И к своему удивлению я кое-что обнаружил.

Надо ли благодарить за это мою повышенную, как у всех Сенсатов, чувствительность? Или Шекинестер усилила вкус, чтобы дать слабым органам чувств «ходячего» шанс побороться? Так или иначе, через каких-то пять минут пресмыкания я уловил, что в воздухе явно повеяло апельсинами. Я принюхался… нет, это был не запах, а вкус. Хороший знак: я почуял вкус магии.

Извиваясь, я прополз еще пару футов и снова попробовал воздух. Привкус апельсинов ослаб. Неужели мои рецепторы притупились? Я вернулся назад и обнаружил, что вкус так же силен, как и в первый раз. Отлично, я напал на след.

Лижу воздух. Ползу к окну… вкус ослабевает. В другую сторону… вкус становится все более четким, терпким и кислым, как будто апельсины еще совсем зеленые. У самой стены мой язык закололо так, словно я лизнул дубильное вещество: чистый апельсиновый экстракт, едкий и неприятный. Он так обжигал полость рта, что слезы наворачивались на глаза, а из носа текло ручьем.

Вот если бы от него еще и в ушах звенело, получился бы полный набор ощущений.

Мой нос коснулся стены, и неожиданно вкус пропал. На мгновение мне показалось, что мой язык не выдержал такого наплыва горечи и отключился, однако, лизнув пальцы, я почувствовал соленый привкус пота. Я попробовал стену еще раз — абсолютно ничего.

Хм.

Для проверки я провел языком по полу. Он был теплый, возможно из-за источника тепла, который создавал в зале условия, более комфортные, чем в зимнем саду. Плитка отдавала пылью с легким минеральным привкусом мрамора.

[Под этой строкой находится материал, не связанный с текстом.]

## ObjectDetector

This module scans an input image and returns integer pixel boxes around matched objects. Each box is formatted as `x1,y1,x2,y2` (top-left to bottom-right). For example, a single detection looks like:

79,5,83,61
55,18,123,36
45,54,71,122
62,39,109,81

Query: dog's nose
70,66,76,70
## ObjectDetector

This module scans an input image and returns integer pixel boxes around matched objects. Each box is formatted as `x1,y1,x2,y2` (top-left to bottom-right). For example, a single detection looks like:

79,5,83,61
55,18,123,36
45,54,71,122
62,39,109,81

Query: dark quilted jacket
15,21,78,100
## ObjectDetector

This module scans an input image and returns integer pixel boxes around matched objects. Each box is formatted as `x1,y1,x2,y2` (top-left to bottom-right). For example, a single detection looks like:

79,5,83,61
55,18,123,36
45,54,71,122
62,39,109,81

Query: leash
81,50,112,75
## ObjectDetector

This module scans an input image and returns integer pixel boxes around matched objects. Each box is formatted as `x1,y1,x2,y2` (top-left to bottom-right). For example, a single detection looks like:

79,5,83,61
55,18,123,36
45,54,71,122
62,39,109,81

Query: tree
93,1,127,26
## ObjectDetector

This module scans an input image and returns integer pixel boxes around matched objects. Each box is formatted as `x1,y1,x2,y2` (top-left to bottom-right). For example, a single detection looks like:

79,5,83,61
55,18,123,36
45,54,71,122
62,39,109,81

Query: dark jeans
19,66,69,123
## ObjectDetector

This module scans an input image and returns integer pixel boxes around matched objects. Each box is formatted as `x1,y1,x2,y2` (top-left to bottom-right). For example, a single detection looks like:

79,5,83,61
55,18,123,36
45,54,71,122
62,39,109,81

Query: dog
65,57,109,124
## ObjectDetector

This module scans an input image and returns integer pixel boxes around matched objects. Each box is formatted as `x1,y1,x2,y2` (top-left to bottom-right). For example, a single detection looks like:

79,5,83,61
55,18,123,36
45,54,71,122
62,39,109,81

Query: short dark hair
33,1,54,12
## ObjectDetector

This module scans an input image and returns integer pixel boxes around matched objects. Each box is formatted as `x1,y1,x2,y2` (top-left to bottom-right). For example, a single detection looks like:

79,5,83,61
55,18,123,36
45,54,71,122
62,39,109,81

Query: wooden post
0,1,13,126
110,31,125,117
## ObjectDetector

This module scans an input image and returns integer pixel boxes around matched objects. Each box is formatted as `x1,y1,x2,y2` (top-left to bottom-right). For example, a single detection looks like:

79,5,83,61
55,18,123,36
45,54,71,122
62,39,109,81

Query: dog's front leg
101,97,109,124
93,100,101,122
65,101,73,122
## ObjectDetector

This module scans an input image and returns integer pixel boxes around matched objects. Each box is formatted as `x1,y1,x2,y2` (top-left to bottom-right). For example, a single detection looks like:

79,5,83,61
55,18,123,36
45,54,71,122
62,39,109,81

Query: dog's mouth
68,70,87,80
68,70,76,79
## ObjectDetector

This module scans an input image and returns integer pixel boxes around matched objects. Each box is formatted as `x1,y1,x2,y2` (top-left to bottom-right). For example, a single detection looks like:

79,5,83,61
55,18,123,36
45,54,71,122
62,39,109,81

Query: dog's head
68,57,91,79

С виду стена ничем не отличалась от пола — оба из чистого белого камня. Но у нее вообще не было вкуса. Я лизнул стену на пару панелей ниже. Эти плитки были больше похожи на пол, теплые и со вкусом пыли. Но на первом участке стена по-прежнему распространяла сильный вкус апельсинов, но при этом оказывалась безвкусной, стоило мне коснуться ее языком.